McFarland was the creator and CEO of A-list online music booking platform Fyre, and wanted to promote the new app by hosting a music festival featuring the platform’s listed talent, in the Bahamas, for an exclusive crowd of payees. The trouble is, it’s incredibly difficult logistically to hold a music festival on an island; with a sexy advertising campaign run online, as well as promotion by several well known Instagram personalities and models, the music festival was seen by McFarland and the team of organisers at Fyre to be a successor to Woodstock in many ways, although in truth it was a chaotic, frustrating, expensive debacle. The film recounts the initial seed of the idea, co-sponsored by American rapper Ja Rule, and the dangerously under-prepared team behind what would turn out to be a complete non-event, ruined by a lack of accommodation, no organisation whatsoever, and the near-ruin of a lot of Bahamian livelihoods. Throughout, the warts-and-all retelling by McFarland’s former Fyre associates and assistants, all of whom paint a compelling and awful picture of McFarland’s “there are no problems, only solutions to problems” attitude in trying to understand exactly what happened back in April 2017.

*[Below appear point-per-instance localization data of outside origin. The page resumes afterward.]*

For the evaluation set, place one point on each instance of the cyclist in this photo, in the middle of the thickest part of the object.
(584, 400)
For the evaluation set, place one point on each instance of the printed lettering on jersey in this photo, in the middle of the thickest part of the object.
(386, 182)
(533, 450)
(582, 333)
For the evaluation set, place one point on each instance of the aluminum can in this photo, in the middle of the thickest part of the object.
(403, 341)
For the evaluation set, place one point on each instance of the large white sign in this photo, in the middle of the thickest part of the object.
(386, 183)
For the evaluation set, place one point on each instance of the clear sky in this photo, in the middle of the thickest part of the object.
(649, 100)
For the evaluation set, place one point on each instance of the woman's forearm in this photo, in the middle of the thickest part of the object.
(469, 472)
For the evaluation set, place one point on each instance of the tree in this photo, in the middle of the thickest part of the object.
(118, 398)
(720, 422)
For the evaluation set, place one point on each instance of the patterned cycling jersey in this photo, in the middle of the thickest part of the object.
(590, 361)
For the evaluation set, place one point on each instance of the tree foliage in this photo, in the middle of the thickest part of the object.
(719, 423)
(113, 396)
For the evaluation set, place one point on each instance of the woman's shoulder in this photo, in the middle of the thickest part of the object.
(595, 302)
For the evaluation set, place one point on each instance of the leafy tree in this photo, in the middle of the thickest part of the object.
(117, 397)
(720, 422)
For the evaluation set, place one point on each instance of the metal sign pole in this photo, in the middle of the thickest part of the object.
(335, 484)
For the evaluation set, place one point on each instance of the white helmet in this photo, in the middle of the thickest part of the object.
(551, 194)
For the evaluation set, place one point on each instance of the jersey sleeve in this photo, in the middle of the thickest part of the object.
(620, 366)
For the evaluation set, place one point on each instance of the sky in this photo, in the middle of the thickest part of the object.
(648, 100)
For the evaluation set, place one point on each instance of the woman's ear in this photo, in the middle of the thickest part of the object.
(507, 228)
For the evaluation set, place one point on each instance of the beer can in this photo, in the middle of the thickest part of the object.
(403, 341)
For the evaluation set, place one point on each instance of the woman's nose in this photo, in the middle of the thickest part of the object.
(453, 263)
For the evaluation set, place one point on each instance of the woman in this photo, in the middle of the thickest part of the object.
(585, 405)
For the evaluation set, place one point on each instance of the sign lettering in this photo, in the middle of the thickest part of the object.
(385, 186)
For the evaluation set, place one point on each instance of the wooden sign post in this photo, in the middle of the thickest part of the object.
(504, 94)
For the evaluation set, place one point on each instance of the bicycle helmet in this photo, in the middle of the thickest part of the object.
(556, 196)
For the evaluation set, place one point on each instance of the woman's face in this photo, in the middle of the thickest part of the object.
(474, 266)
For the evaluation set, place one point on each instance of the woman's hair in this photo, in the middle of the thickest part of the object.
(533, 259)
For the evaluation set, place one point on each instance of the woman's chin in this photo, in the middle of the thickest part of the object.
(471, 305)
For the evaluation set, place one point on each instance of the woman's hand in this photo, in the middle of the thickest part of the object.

As a Twitter user myself, I heard about Fyre back in the day and, if I’m honest, laughed my ass off at the time at all the problems people were complaining about when they arrived at the island for the festival. McFarland’s glittering website promoting the festival spoke of glorious huts, rooms, houses and apartments to sleep in (none of which were ever provided), a collection of “luxury tents” in which to house the young and beautiful who’d come to party (in reality, they were a clutch of emergency storm-shelter tents that couldn’t hope to stand up to the torrential rain in the Bahamas, and made for awful living conditions), and a star-studded lineup of musical talent, including Blink 182 (who pulled out a few days beforehand), most of whom didn’t show. McFarland, who comes across in the film’s extensive documentary footage (apparently he wanted the entire thing documented, which is great for us but perhaps not so great for him and his lawyers) as a relaxed and enthusiastic leader, has that dodgy “overpromise and underdeliver” mantra that is stupidly indefensible, despite all those around him working in disbelief with the odds and expectations stacked too high to ever achieve.
The film paints a blistering picture of the entire thing – although it does obfuscate the blame on Ja Rule, one of the ringleaders of the whole festival – and the varied talking heads regale us with their own perspectives not just of Fyre’s failure, but their own version of the events leading up to and including that fateful few days. The impending arrival of thousands of party guests, all of whom were expecting an exclusive, isolated island (it wasn’t anything near that) and the absolute terror in the faces of Bahamas workers who were tasked with setting it all up (and failing due to mismanagement and time constraints) builds up a natural tension, exploding with ferocity at the eventual realisation of the promised utopian landscape that never materialised. The variety of social media content, notably video, is replayed here to give a participant’s eye view of people’s actual live-streamed reactions to what they encountered.
Fyre is a compelling documentary that encapsulates the problematic “influencer” culture cultivated over the last decade or so on social media. Unwitting people hoodwinked by a clever marketing campaign, with no oversight as to the eventual outcome, are lured into a false promise and, as you’d expect, the aftermath is particularly brutal for all – all, except McFarland, it seems, who is shown towards the film’s conclusion living in a swanky New York Apartment trying to scam people over email, in an indictment on the US criminal justice system. This is a film that will most definitely make you angry, but it may also make you laugh at the sheer stupidity of the people involved to not put a stop to it all when it was apparent that the festival was never going to work. The human capacity for self-deception and self-preservation is truly remarkable.